Anthony's character in the film changes from bad to good. Initially, he used to steal cars along with his friend Peter later selling them to make a living. He psychologically tries to prove that he is not among the stereotype black male thugs throughout the film. He is older and has more experience than Peter, making him more dominant in the friendship. He hates going through humiliation as a black man and they therefore mainly dominate the white streets You don't have any idea why they put great big windows on busses, one reason only, to humiliate the people of color riding them. His first scene is when he encounters Jean, a white woman, who is scared because of their appearance and dressing. Anthony believes that racism is more implied than talked about directly. His character is, however, ironical because despite the fact that he wants to be seen as a law-abiding citizen, his actions are not aligned with his desired character. They end up robbing Jean together with her husband at gun point, displaying the stereotypic behavior of the African American. He decides to change his character when in an attempt to steal a Lincoln Navigator, he runs into Cameron's car. He is hit with reality when he realizes that Cameron is a fellow black man driving such a luxurious car. The incident encourages him to be better than the stereotypic black man.

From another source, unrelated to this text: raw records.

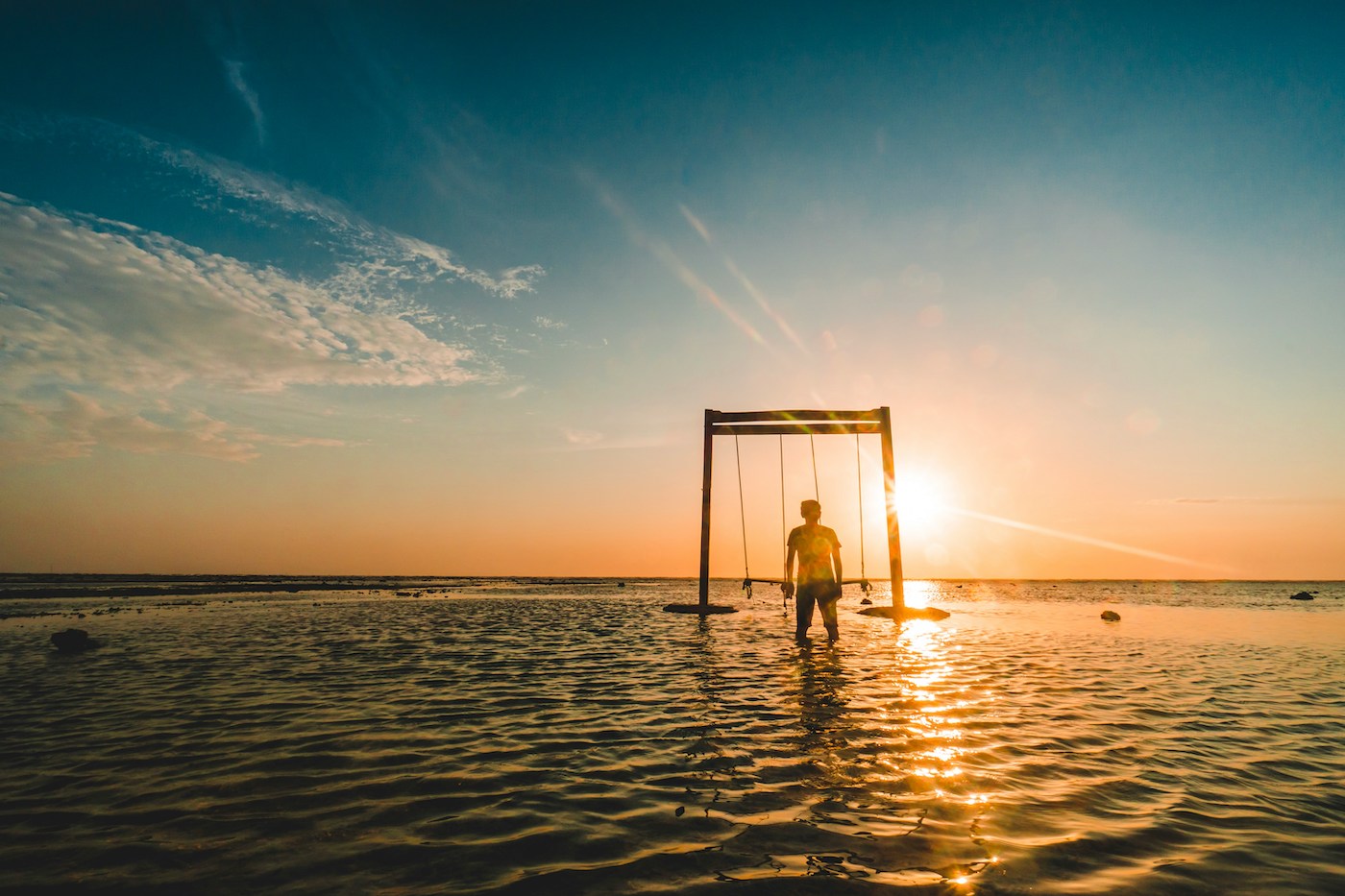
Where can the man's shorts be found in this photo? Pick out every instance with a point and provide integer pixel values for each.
(822, 593)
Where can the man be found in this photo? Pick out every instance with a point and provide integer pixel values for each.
(819, 570)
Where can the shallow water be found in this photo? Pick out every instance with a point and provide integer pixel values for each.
(524, 738)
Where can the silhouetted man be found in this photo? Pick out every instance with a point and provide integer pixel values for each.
(819, 570)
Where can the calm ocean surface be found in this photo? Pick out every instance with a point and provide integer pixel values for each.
(501, 736)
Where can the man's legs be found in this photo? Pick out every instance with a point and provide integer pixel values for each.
(829, 617)
(803, 601)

Haggis creates an entertaining movie, while at the same time producing a psychological explanation of racism experienced in the earlier years. While entertaining a white audience, he does not directly blame them for the racism experienced in the white-dominant culture. Stating the various reasons why the whites were treating the blacks the way they did provided a better understanding of the movie. In addition to that, he brought out both natures of all races in the movie, showing both the positive and the negatives, therefore encouraging all races to avoid stereotypic thinking of other races.